Language English Country United States Media print

Document type Journal Article, Multicenter Study, Observational Study

INTRODUCTION: In cases of placenta accreta spectrum, a precise antenatal diagnosis of the suspected degree of invasion is essential for the planning of individual management strategies at delivery. The aim of this work was to evaluate the respective performances of ultrasonography and magnetic resonance imaging for the antenatal assessment of the severity of placenta accreta spectrum disorders included in the database. The secondary objective was to identify descriptors related to the severity of placenta accreta spectrum disorders. MATERIAL AND METHODS: All the cases included in the database for which antenatal imaging data were available were analyzed. The rates of occurrence of each ultrasound and magnetic resonance imaging descriptor were reported and compared between the Group "Accreta-Increta" (FIGO grades 1 & 2) and the Group "Percreta" (FIGO grade 3).

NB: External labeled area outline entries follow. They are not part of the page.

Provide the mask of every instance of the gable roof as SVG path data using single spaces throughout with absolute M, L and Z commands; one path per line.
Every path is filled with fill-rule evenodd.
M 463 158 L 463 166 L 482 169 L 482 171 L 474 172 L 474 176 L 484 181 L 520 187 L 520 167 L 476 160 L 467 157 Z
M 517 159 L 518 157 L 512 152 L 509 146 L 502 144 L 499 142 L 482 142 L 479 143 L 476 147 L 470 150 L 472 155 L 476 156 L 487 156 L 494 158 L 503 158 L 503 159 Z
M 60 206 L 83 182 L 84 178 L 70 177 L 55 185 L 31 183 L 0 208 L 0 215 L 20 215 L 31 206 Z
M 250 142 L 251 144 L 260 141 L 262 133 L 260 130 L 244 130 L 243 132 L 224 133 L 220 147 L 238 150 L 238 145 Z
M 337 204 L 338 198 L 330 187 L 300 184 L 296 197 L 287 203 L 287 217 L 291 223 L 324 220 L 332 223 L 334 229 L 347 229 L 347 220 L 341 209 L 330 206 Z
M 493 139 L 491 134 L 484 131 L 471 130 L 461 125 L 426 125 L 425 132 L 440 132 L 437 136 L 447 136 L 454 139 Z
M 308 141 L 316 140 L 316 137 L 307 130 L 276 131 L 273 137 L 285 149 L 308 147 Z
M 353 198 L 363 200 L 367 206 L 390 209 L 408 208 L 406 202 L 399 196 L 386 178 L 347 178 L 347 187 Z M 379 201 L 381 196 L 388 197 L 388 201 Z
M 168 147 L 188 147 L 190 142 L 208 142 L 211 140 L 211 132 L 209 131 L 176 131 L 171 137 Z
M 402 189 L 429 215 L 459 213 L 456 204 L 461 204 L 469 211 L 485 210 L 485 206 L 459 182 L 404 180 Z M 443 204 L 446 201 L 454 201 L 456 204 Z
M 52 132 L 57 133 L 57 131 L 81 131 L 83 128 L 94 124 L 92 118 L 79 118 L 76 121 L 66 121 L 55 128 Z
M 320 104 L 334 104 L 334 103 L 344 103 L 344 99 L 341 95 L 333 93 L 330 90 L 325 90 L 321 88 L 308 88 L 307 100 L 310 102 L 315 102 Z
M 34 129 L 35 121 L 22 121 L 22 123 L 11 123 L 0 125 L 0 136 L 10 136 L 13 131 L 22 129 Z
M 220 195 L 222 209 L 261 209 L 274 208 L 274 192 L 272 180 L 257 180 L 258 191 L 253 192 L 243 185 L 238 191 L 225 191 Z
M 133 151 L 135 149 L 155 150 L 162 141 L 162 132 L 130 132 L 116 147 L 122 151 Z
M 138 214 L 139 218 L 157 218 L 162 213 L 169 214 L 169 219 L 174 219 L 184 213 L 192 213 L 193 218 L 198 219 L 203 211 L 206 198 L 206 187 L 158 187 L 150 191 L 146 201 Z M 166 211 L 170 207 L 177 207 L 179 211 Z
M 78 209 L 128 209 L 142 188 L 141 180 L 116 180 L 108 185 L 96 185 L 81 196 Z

RESULTS: Antenatal imaging data were available for 347 women (347/442, 78.5%), of which 105 were included in the Group "Accreta - Increta" (105/347, 30.2%) and 213 (213/347, 61.4%) in the Group "Percreta". Magnetic resonance imaging was performed in addition to ultrasound in 135 women (135/347, 38.9%). After adjustment for all ultrasound descriptors in multivariate analysis, only the presence of a bladder wall interruption was associated with a significant higher risk of percreta (Odds ratio 3.23, Confidence interval 1.33-7.79). No magnetic resonance imaging sign was significantly correlated with the degree of severity. CONCLUSIONS: The performance of ultrasound and magnetic resonance imaging to discriminate mild from severe placenta accreta spectrum disorders is very poor. To date, the benefit of additional magnetic resonance imaging has not been demonstrated.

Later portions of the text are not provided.